Li Dong Sheng memang berambisi mewujudkan mimpinya menjadikan TCL menjadi raksasa elektronik dunia sejajar bahkan melampaui produk Korea dan Jepang.

Ketika raksasa-raksasa asing, seperti Motorola, Nokia, Toyota, dan General Motors, menanamkan investasi ratusan miliar dollar AS masuk China, hanya sedikit perusahaan China yang mampu mengglobal di mancanegara.
Sebut saja beberapa nama, seperti Haier yang menguasai hampir separuh pasar Amerika Serikat untuk penjualan kulkas kecil dan pendingin anggur, serta memiliki pabrik di Carolina Selatan, Amerika Serikat. Lalu Legend, pembuat desktop PC terbesar ketiga di dunia yang mengubah namanya pada

April lalu menjadi Lenovo untuk memperluas pasar di negara yang tidak berbahasa Inggris. Huawei Technologies, yang membuat peralatan telekomunikasi, menghasilkan lebih dari 1 miliar dollar AS dari ekspornya tahun lalu, dan memiliki aliansi dengan 3Com, Microsoft, Qualcomm, dan Matsushita.

Menurut sebuah studi, tak mampunya perusahaan China masuk ke pasar dunia akibat buruknya jaringan distribusi, pelayanan, dan pemasaran. Menyadari kelemahan itu, para perencana dan eksekutif China menginginkan perubahan. China tidak ingin sekadar menjadi negara yang “dijajah” Korea Selatan dan Jepang dalam penggunaan barang elektronik dan multimedia. China ingin memiliki merek-merek global sendiri yang berpengaruh. Perusahaan-perusahaan China akan belajar bagaimana menjadi perusahaan terbaik dan terkemuka di dunia, seperti yang dilakukan pebasket China, Yao Ming.

Harapan itu bukan omong kosong. TCL, perusahaan elektronik dan multimedia di China, memiliki dana segar dari keuntungan yang diperoleh. Tahun lalu, dalam tiga bulan pertama, TCL meraup laba 169 juta dollar AS dari hasil penjualan 4,2 miliar dollar AS. TCL mengklaim menguasai 19 persen pasar domestik dan satu-satunya produsen TV China yang konsisten menghasilkan laba.

Ketika petinggi Haier dan Lenovo hati-hati melangkah, Li Dong Sheng malah mengambil keputusan yang cepat. “Dari kesepakatan dengan Thomson, saya mendapatkan penetrasi langsung ke dua pasar terkaya di dunia, yaitu Amerika Utara dan Eropa,” kata Li mantap.

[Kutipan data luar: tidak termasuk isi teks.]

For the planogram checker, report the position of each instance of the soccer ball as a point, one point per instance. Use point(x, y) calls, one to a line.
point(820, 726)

Langkah Li itu dinilai “sangat cepat, agresif, dan cerdas”. Namun, ada pendapat miring yang menyebutkan, jaringan penjualan dan pelayanan TCL belum membantu perusahaan itu beroperasi di mancanegara. Teknologi dan kualitas Thomson, mitra TCL, disebutkan belum sebanding dengan kualitas Sony dan Philips. Pada tahun 2003 perusahaan-perusahaan TV dan DVD Perancis merugi lebih dari 100 juta dollar AS.
Namun, Li tetap yakin rencananya dapat terwujud. Mampukah Li membawa TTE menjadi raksasa dunia seperti mimpi dan ambisinya selama ini?

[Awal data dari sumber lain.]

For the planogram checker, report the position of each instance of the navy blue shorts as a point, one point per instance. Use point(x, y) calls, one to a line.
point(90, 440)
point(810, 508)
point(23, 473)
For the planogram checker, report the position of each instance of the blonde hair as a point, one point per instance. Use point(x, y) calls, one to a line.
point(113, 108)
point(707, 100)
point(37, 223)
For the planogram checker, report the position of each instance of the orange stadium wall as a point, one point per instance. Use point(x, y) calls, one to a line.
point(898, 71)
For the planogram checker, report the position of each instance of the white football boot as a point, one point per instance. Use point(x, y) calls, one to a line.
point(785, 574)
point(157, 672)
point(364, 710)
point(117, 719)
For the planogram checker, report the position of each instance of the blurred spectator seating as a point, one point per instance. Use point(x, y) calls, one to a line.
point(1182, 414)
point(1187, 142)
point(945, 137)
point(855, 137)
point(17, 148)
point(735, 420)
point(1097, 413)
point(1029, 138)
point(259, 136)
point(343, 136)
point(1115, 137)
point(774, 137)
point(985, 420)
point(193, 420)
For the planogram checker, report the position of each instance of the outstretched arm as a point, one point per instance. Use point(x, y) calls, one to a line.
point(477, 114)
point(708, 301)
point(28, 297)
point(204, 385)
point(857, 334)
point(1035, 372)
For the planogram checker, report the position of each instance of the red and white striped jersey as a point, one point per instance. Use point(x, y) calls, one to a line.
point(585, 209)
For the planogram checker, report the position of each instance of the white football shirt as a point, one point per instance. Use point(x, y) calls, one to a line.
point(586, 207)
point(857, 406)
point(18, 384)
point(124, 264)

LI adalah seorang penyelamat. Dia bagian dari generasi yang hidup dalam era kekacauan Revolusi Kebudayaan Mao Zedong 1966-1976. Sebagai remaja, Li dibuang dan bekerja di sebuah kios pertanian. Dia masih ingat bagaimana bekerja keras dalam pemancingan ikan, membaca buku secara diam-diam, dan melawan kebosanan. Namun, hingga kini Li mengaku tidak mendendam pada

Partai Komunis. Atas prestasinya sebagai anak muda yang cemerlang dan pekerja teladan, Li kemudian terpilih sebagai anggota delegasi Kongres Rakyat Nasional.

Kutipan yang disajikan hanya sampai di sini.